Eligibility to join UPP

If you were earning pension benefits under your university’s prior plan when it converted to UPP, you automatically become a member of UPP on the day your university joins.

New and existing employees not enrolled in a prior plan

To join UPP, you must be in an eligible employment class, which varies by participating university. Please contact your university pension administration team for questions about your eligibility or to discuss new membership.

If you are in an eligible employment class, there are two ways to join the Plan:

Full-Time continuous employees automatically join the Plan

  • the first day of the month (or first full pay period if paid bi-weekly) on or following the date you join a participating employer, or
  • when you become full-time.

Other than continuous full-time employees 

Employees of a participating employer who do not qualify as a full-time employee – can choose to join UPP on the first of any month after meeting one of the following conditions:

  • you earn at least 35% of the Canada Pension Plan (CPP) earnings limit, also known as the Year’s Maximum Pensionable Earnings (YMPE); or
  • you work 700 or more hours in a year.

At least one of these conditions must be met in each of the last two consecutive calendar years before applying for membership.

The YMPE is a threshold set each year by the federal government, based on the average wage in Canada.

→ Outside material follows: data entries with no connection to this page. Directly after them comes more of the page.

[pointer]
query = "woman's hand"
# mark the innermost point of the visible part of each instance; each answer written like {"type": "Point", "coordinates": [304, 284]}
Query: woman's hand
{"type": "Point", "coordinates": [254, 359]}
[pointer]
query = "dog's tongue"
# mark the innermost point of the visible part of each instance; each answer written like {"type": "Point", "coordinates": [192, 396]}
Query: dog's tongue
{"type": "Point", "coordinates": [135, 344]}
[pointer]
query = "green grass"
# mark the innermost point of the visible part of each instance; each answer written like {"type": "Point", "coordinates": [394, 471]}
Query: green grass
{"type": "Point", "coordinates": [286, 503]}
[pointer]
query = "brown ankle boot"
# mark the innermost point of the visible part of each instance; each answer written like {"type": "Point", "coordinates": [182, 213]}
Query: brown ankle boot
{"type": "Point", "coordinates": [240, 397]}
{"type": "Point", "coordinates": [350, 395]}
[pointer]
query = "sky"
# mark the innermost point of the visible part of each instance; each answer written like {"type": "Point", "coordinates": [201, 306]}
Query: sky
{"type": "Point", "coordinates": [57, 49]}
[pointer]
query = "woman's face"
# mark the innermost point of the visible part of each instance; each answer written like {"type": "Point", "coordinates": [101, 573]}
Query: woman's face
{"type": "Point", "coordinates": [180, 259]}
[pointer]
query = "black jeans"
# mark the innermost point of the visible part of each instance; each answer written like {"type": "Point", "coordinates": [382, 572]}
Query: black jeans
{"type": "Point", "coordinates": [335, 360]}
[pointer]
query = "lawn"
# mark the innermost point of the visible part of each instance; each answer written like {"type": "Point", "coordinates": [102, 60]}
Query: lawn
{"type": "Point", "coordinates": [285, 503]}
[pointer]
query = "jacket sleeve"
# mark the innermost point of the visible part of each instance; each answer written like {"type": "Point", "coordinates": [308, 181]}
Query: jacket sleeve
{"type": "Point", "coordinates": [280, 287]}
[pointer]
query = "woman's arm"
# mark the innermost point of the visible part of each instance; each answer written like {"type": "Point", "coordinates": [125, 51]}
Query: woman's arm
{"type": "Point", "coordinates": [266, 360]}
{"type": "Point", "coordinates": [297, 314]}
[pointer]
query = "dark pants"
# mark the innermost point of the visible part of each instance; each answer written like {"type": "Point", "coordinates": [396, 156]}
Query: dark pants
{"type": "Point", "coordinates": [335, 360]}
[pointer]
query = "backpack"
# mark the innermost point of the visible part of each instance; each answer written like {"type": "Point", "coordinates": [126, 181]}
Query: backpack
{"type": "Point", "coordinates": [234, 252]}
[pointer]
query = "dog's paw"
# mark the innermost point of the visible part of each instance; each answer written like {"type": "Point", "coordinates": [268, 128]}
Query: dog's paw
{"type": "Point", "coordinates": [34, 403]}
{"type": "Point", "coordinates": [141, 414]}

We use it to calculate your pension and determine how much you need to contribute to the Plan.

Part-time employment

Switching from part-time employment to full-time employment

If you become a full-time employee in an eligible employment class, you are automatically enrolled in the Plan.

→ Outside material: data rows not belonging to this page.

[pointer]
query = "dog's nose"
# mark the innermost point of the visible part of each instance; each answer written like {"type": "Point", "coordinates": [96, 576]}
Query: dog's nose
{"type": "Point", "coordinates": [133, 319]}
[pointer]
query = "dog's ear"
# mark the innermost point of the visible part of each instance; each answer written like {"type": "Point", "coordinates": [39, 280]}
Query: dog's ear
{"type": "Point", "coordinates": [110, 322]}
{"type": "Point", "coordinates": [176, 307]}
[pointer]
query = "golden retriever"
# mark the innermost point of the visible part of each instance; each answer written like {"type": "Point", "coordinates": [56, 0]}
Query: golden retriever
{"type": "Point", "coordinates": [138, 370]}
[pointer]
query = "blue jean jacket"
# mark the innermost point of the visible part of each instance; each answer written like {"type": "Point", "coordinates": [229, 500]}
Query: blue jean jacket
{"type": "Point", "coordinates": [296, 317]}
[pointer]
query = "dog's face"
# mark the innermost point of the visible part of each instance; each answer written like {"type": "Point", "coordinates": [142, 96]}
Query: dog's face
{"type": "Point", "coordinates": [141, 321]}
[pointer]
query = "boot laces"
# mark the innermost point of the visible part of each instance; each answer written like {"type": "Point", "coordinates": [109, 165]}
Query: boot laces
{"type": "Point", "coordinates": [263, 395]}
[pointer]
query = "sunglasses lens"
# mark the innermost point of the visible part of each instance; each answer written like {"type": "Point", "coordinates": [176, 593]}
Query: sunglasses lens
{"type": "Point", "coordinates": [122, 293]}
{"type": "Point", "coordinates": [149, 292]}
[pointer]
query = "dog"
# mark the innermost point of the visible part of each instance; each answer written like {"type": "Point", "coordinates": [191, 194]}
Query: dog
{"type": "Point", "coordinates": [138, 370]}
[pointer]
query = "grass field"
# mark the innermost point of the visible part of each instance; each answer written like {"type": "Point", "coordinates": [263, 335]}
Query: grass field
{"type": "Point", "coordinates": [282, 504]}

Switching from full-time employment to part-time employment​

You cannot stop your contributions upon transitioning from full-time to part-time. Once you have started contributing to the Plan, you continue to make contributions until your employment ends.

If you are an “other than continuous full-time employee” you must meet the eligibility criteria described above before applying for membership.

Frequently asked questions

You can only use funds from a registered retirement account, such as an RRSP, to pay for a transfer in “shortfall”. A shortfall occurs if you transfer in service from a prior employer’s pension plan and that plan does not have sufficient funds to satisfy the UPP cost.  

If you were not eligible to join UPP upon your hire date and joined at a later date once you became eligible, you cannot purchase service for the prior years where you were not contributing to the Plan. Your hire date and enrolment date will differ on your UPP documents to reflect this.

Under certain conditions, you may be able to transfer funds from your previous employer’s registered pension plan to UPP to earn UPP service.